Menteri Luar Negeri Iran, Abbas Araghchi, dengan tegas menolak untuk mengadakan perundingan langsung dengan Amerika Serikat terkait program nuklir. Araghchi menyatakan bahwa negosiasi dengan AS dianggap “tidak berarti”. Pernyataan ini disampaikan dalam sebuah pernyataan resmi yang dikutip oleh AFP.
Araghchi menegaskan bahwa negosiasi langsung tidak akan berarti jika pihak yang terlibat terus-menerus mengancam dengan penggunaan kekuatan yang melanggar Piagam PBB. Meskipun demikian, Kementerian Luar Negeri Iran menegaskan komitmennya terhadap diplomasi dan akan mencoba jalur negosiasi tidak langsung dengan AS.
Iran menyatakan kesiapan untuk menghadapi segala kemungkinan atau peristiwa yang mungkin terjadi. Dalam konteks diplomasi dan negosiasi, Iran berjanji untuk tetap tegas dan terus membela kepentingan serta kedaulatan nasionalnya. Hal ini ditegaskan oleh Araghchi dalam pernyataannya.
Sebelumnya, Presiden Iran, Masoud Pezeshkian, menyatakan bahwa negaranya bersedia terlibat dalam dialog dengan AS “atas dasar kesetaraan”. Namun, ia juga mempertanyakan ketulusan AS dalam menyerukan negosiasi, dengan menyatakan, “jika Anda menginginkan negosiasi, lalu apa gunanya mengancam?”
Tanggapan Iran ini muncul setelah Presiden AS Donald Trump meminta Teheran untuk mengadakan negosiasi ulang mengenai program nuklirnya. Namun, Trump justru melontarkan ancaman akan mengebom Iran jika diplomasi tersebut gagal. Negara-negara Barat, yang dipimpin oleh AS, selama beberapa dekade terakhir menuduh Iran berusaha mendapatkan senjata nuklir. Iran menolak tuduhan tersebut dan menegaskan bahwa kegiatan nuklirnya semata-mata untuk tujuan sipil.

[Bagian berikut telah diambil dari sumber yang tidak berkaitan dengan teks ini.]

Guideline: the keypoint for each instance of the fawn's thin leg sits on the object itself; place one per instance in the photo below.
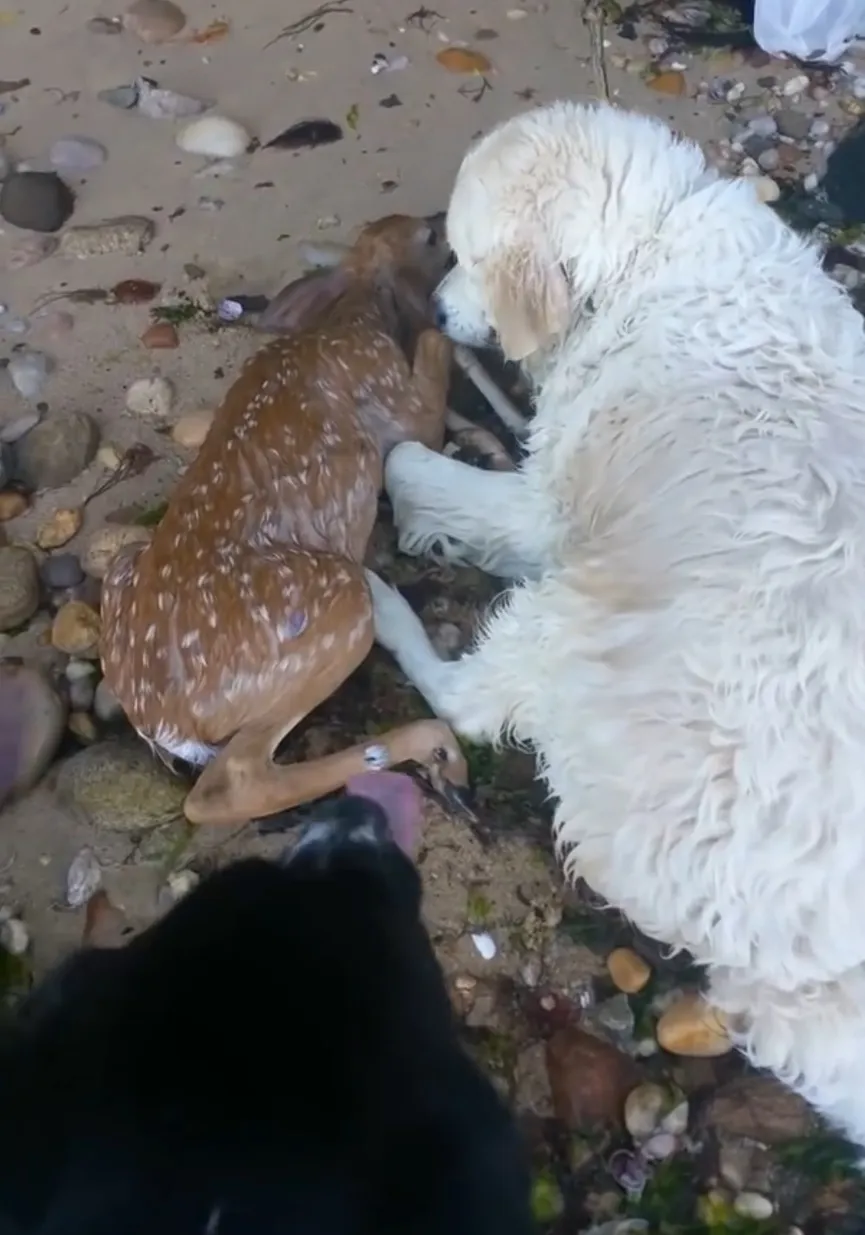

Pada tahun 2015, Iran mencapai kesepakatan penting dengan anggota tetap Dewan Keamanan PBB, yaitu Amerika Serikat, Prancis, China, Rusia, dan Inggris, serta Jerman, untuk mengatur kegiatan nuklirnya. Perjanjian ini, yang dikenal sebagai Rencana Aksi Komprehensif Bersama (JCPOA), memberikan keringanan sanksi kepada Iran dengan imbalan pembatasan program nuklirnya untuk menjamin bahwa Teheran tidak dapat mengembangkan senjata nuklir.
Namun, pada tahun 2018, selama masa jabatan pertama Trump, Amerika Serikat menarik diri dari perjanjian tersebut dan menerapkan kembali sanksi keras terhadap Iran. Setahun kemudian, Iran mulai membatalkan komitmennya berdasarkan perjanjian dan mempercepat program nuklirnya.
Penolakan Iran untuk melakukan negosiasi langsung dengan AS menandai babak baru dalam ketegangan diplomatik antara kedua negara. Meskipun Iran tetap berkomitmen pada diplomasi, ketegangan ini menunjukkan tantangan yang dihadapi dalam mencapai solusi damai terkait program nuklir Iran. Diperlukan upaya diplomasi yang lebih intensif dan tulus dari semua pihak untuk menghindari eskalasi lebih lanjut dan mencapai kesepakatan yang menguntungkan semua pihak.